Rinki Sethi: When you use AI to reduce alert fatigue, surface high-confidence signals, and speed investigations up, it’s a net positive. If we replace human intuition too early, we’ll miss the subtle context that only an analyst sees. That’s a risk we would run. 

The SOC of the future is AI-assisted, not AI-replaced.

Jon Swartz: Where should the industry draw the line between human oversight and machine autonomy in security workflows?

Rinki Sethi: I believe the future is going to be agentic, though we're a ways away from that. Because of the massive data explosion that will happen, we're going to need solutions uniquely catered to that data explosion. 

Today, machines should recommend, not fully decide. 

I think of it as a human-in-the-loop for escalation, compliance, and business-impacting actions. Automation is great for response playbooks, but not yet for nuanced judgment calls. Autonomy is fine for containment, but humans still own the consequences.

Jon Swartz: As autonomous as the system is, do you think there will always be some human oversight?

Rinki Sethi: There will always have to be a human in the loop with auditing involved. As you gain confidence with trained models and sophisticated agents, the bar on where humans need to intervene might change. But you're always going to have to have humans involved at some level. As you get more sophisticated, the bar might get higher, but there will still be human oversight.

Jon Swartz: Will AI ultimately tilt the balance of power towards defenders or attackers in the long run?

Rinki Sethi: In the short term, attackers are going to adapt faster. They have fewer rules. In the long term, I hope to see defenders win — that's why I'm in this game. We can apply AI across visibility, detection, and resilience at scale. 

Attackers will win the battles, but AI can help defenders win the war if we move just as fast. That's the key.

One of the big issues, especially in large enterprises, is: how do we move quickly? Because companies are big with lots of regulations and mandates, it takes time to catch up. We're really going to have to think about the speed at which we move and where we stay agile versus where we have the right checks and balances.

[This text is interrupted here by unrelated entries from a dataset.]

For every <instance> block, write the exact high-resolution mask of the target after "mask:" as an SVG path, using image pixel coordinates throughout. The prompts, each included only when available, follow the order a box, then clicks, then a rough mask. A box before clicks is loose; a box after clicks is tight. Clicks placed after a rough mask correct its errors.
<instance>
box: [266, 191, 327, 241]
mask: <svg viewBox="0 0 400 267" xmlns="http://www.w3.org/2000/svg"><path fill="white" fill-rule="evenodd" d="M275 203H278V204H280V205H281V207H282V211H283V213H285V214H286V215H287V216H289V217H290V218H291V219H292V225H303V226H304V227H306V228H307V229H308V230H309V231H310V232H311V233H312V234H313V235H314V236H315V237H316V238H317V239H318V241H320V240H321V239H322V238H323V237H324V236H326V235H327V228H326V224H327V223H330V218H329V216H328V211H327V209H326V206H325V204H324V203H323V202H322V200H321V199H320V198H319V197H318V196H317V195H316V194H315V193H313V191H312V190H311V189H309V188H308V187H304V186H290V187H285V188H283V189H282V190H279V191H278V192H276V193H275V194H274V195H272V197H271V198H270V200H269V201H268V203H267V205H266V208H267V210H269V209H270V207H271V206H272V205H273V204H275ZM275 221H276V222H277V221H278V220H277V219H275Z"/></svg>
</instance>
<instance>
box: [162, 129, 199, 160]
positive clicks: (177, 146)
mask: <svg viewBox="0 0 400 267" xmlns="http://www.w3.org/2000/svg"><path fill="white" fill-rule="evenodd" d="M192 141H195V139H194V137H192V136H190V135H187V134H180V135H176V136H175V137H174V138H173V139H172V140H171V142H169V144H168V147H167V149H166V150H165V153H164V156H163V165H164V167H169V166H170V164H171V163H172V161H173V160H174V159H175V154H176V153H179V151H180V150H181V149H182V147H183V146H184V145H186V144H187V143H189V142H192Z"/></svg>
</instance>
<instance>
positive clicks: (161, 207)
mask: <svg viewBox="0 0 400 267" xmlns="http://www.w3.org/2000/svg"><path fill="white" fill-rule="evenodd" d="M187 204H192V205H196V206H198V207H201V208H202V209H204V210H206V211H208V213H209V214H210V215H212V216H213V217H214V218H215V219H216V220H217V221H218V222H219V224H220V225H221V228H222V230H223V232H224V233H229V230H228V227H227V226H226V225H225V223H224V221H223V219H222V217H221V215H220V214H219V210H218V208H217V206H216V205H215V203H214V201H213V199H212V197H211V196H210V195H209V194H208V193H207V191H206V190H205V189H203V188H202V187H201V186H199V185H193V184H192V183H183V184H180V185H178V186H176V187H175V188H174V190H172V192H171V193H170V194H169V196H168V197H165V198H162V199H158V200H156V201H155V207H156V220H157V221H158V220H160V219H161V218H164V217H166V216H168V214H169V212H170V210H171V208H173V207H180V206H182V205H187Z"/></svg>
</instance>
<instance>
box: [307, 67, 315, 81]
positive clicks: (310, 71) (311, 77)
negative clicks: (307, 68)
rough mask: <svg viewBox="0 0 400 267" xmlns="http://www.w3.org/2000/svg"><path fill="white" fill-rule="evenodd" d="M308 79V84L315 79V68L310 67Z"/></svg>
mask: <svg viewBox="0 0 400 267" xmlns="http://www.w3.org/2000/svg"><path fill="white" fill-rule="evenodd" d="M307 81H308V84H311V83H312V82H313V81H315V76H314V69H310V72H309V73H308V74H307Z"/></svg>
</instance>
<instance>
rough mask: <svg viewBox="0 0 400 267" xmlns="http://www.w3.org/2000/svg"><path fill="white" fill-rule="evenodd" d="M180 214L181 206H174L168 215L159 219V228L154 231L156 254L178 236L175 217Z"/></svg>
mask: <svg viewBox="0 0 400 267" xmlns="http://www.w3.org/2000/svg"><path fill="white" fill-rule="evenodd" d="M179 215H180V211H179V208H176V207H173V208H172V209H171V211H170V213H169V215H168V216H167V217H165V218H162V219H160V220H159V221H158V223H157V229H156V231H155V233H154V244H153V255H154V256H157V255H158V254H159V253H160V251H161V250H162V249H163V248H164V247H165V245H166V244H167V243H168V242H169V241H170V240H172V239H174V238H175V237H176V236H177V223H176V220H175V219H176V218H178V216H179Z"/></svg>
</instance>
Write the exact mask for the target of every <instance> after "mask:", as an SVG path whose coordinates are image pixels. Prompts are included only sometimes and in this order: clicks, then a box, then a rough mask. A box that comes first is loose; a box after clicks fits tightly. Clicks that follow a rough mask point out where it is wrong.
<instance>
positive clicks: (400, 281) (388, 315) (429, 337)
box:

Jon Swartz: On the flip side, if something were to go awry, there’s that great fear that AI going wrong could lead to legal action or some sort of corporate embarrassment.

Rinki Sethi: I think that’s absolutely right. Right now, there’s risk aversion, but that’s going to change. 

Jon Swartz: Do you think we might see regulation in the U.S., or at least some sort of oversight within heavily regulated industries?

Rinki Sethi: I do think we’re going to see some regulation, but as we see with everything, regulation is going to trail adoption and will take some time. 

Q: What is one tool you couldn't live without as a CSO?

A: My network of peers is invaluable. I don't think there's any product that beats practitioner intelligence and that network.

Q: What's the first thing you check in a post-breach investigation?

A: Identity logs. Who got in, and what did they touch?

Q: What's the biggest buzzword in security right now that makes you roll your eyes?

A: Everything is an AI company right now. It's a legitimate buzzword, but there's also a lot of misuse of the word AI. Folks are packaging automation as AI. You have to dig deeper to understand what they mean by AI and what the actual impact is that will bring benefits to the company.

Q: Passkeys in five years: standard everywhere or still in transition?

A: Still in transition, unfortunately. I wish it were standard, but standards move more slowly than attackers. I've seen more standardization around passkeys in the past year than before, so hopefully, there'll be rapid scaling, but I think it's going to still be in transition.

Q: Will agentic AI reduce burnout for security teams or create more fires to fight?

A: Both. It's going to remove the grunt work but introduce new risks that we'll have to fight.